Saluting a Restored 'Patton'


There was no grand, patriotic plan by the Academy of Motion Picture Arts and Sciences in scheduling during wartime a screening of the newly restored World War II epic, "Patton." The Oscar-winning film is playing Friday at the academy's Samuel Goldwyn Theater in Beverly Hills.

"This is a project our archive and 20th Century Fox have been working on for quite some time and something we intended to calendar as soon as it was going to be ready," notes Ellen Harrington, the academy's special events programmer: "For months, we had been planning it [as] a fall presentation. It's extremely ironic that we are a country at war."

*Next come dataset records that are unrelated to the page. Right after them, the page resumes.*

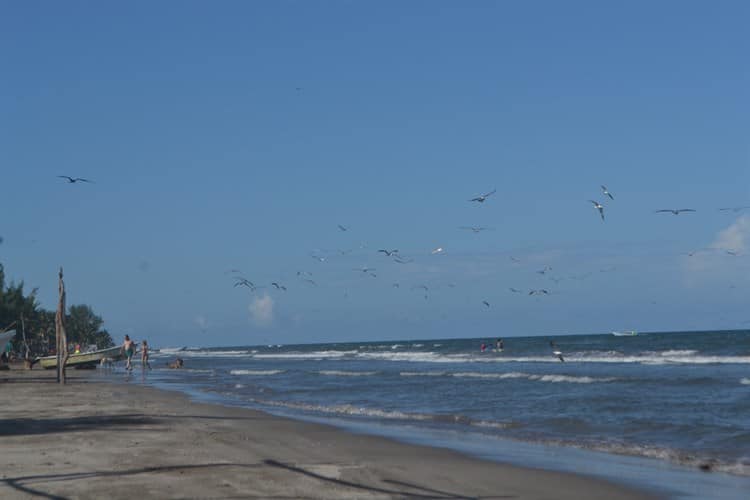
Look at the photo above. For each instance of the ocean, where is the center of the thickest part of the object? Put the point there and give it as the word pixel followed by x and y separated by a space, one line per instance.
pixel 667 410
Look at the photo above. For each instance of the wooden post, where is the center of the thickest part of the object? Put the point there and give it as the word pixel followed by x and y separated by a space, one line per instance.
pixel 60 335
pixel 26 358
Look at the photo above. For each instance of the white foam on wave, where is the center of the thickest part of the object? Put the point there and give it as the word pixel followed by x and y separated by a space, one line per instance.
pixel 199 353
pixel 343 373
pixel 420 356
pixel 422 374
pixel 185 370
pixel 306 355
pixel 669 455
pixel 358 411
pixel 536 377
pixel 256 372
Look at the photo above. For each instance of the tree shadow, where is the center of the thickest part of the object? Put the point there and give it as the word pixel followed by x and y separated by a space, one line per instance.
pixel 17 483
pixel 31 426
pixel 428 492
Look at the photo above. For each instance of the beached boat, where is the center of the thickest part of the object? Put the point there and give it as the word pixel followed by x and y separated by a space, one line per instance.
pixel 631 333
pixel 83 359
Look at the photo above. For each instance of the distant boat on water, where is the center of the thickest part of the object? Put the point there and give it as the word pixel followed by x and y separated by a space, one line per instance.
pixel 631 333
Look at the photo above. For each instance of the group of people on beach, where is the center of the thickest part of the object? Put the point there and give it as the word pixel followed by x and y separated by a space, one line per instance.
pixel 128 349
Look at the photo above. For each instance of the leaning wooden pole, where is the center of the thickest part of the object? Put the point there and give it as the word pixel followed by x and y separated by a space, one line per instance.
pixel 60 335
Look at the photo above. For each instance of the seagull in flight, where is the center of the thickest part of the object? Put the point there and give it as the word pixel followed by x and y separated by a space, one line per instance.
pixel 247 283
pixel 474 229
pixel 599 207
pixel 733 209
pixel 73 180
pixel 364 269
pixel 675 211
pixel 483 197
pixel 388 252
pixel 402 261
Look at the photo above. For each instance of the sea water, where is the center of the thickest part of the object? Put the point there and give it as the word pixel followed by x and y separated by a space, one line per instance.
pixel 666 410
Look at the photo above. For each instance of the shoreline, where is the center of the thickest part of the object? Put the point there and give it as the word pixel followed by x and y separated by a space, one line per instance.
pixel 95 438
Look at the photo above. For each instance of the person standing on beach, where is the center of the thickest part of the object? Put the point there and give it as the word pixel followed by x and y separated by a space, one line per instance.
pixel 128 349
pixel 144 355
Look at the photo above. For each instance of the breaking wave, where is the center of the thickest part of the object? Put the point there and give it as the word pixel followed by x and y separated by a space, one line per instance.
pixel 256 372
pixel 541 378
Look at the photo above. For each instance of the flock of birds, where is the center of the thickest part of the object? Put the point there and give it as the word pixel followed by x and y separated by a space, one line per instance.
pixel 673 211
pixel 307 277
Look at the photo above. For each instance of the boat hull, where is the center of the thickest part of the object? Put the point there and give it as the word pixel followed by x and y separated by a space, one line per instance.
pixel 84 359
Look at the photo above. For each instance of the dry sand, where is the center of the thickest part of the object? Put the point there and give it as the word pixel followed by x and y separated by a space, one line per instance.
pixel 102 440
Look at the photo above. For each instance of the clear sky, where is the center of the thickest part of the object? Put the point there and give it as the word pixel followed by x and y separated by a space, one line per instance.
pixel 239 135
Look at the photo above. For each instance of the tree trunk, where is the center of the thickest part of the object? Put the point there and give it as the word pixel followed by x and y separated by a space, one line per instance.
pixel 26 358
pixel 60 335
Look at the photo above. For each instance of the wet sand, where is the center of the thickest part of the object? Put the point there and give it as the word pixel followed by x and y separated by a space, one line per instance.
pixel 97 439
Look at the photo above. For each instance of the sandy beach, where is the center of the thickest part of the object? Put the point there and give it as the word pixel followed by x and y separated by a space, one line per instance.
pixel 98 439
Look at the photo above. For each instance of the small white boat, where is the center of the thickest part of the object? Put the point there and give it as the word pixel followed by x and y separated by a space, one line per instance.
pixel 631 333
pixel 83 359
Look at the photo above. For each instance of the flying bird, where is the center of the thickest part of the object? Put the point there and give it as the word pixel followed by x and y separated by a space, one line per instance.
pixel 483 197
pixel 364 269
pixel 402 261
pixel 674 211
pixel 73 180
pixel 599 207
pixel 474 229
pixel 733 209
pixel 245 282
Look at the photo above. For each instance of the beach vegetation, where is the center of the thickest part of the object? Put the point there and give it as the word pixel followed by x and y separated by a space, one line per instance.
pixel 22 311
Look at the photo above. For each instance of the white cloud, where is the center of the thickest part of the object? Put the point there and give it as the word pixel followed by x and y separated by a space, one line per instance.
pixel 261 310
pixel 202 322
pixel 734 237
pixel 714 263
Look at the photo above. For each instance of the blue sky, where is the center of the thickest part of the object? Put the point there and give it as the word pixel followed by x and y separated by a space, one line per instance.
pixel 238 135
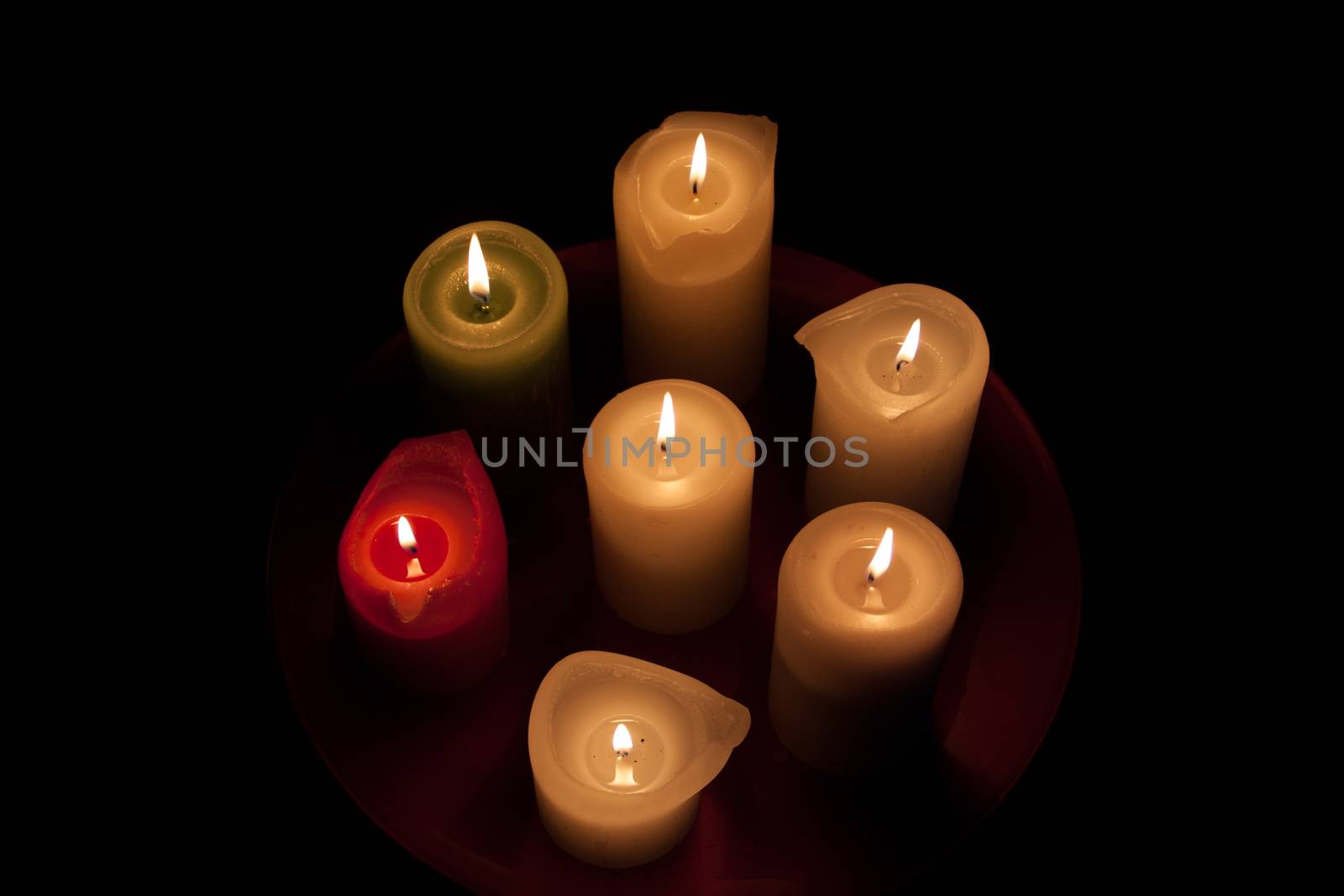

The 1970 best picture winner stars George C. Scott in his expansive, Oscar-winning performance--he refused the accolade--as the controversial, colorful and brilliant Gen. George S. Patton. Karl Malden plays Gen. Omar Bradley (and will speak about the film at the screening). The lavish biography won seven Oscars, including one for director Franklin J. Schaffner and another for screenwriters Francis Ford Coppola and Edmund H. North.

The events since Sept. 11 haven't factored into the academy's programming decisions, Harrington says. And there was no discussion about rescheduling the movie to a less volatile time.

"We have continued to do the programming we intended to do throughout the fall," she says. "What we are discovering is that our audiences really want to come out and see the different kind of films we present. We literally have had full houses for everything we have done since Sept. 11.... It's a major biopic in the history of American film. It doesn't whitewash war in any way."

Harrington believes the film also harks back to a time when "it was clear who the good guys were and who the heroes were. Even though Patton is a flawed character, he is somebody who is admirable and fascinating. I think that is something everyone will want to watch regardless of the political climate."

"Patton" was released during the Vietnam War, the same year as another memorable war film, Robert Altman's irreverent black comedy "MASH." Both were nominated for best film, with "MASH" receiving an Oscar for adapted screenplay.

"They are two very different sides of the same coin," says Harrington. "One is very kind of epic and reverential to this outrageous character. 'MASH' obviously is extremely ironic. I think it shows that people making good films--they can come out in any context and people will respond to them."

Malden, who won the 1951 best supporting actor Oscar for "A Streetcar Named Desire," says he had a wonderful time making "Patton" in Spain in 1969.

"I thought Franklin Schaffner did a wonderful job directing it. I think it's the best job that George had ever done," Malden says. "You know how they advertise the film? They say, 'George C. Scott is Patton.' Well, he was Patton. He was absolutely Patton. He had read books on him left and right and told me things about Patton."

Malden got to visit with the real Bradley before filming began. "I saw him for a week every afternoon for two or three hours. When I talked to Gen. Bradley, I said, '[Patton] was pretty mean. A lot of the boys hated him--"Blood and Guts Patton."' But Bradley said, 'Well, listen to this, Karl: Lucky he was on our side. He was a fighting soldier. He wanted to fight, and we needed men like that.' So there are two sides to everything and it [the movie] showed that, I thought."

The restoration work on "Patton" was done by the Academy Film Archive and 20th Century Fox, which released the film.

"We started inspecting elements and pulling in everything that existed on the film," says Mike Pogorzelski, director of the Academy Film Archive. "The original camera negative is in excellent to very, very good condition." One of the reasons that the negative was in such good shape is that very few 70-millimeter prints had been made during the original release. "Everything else was distributed on 35-millimeter, and nobody asked for a 70-millimeter [print] again."

The main problem with the negative were the English subtitles that translated the German dialogue. "The subtitle bands were actually a separate strip of film," he reports. "In 1970, there was equipment to basically print both strips of the film back to back in the same printer. That technology, for all intents and purposes, doesn't exist any more."

So they had to create a new negative with the titles built into it. "I think it is the most important part of the restoration," Pogorzelski says. "Nobody will have to go back and copy this work again."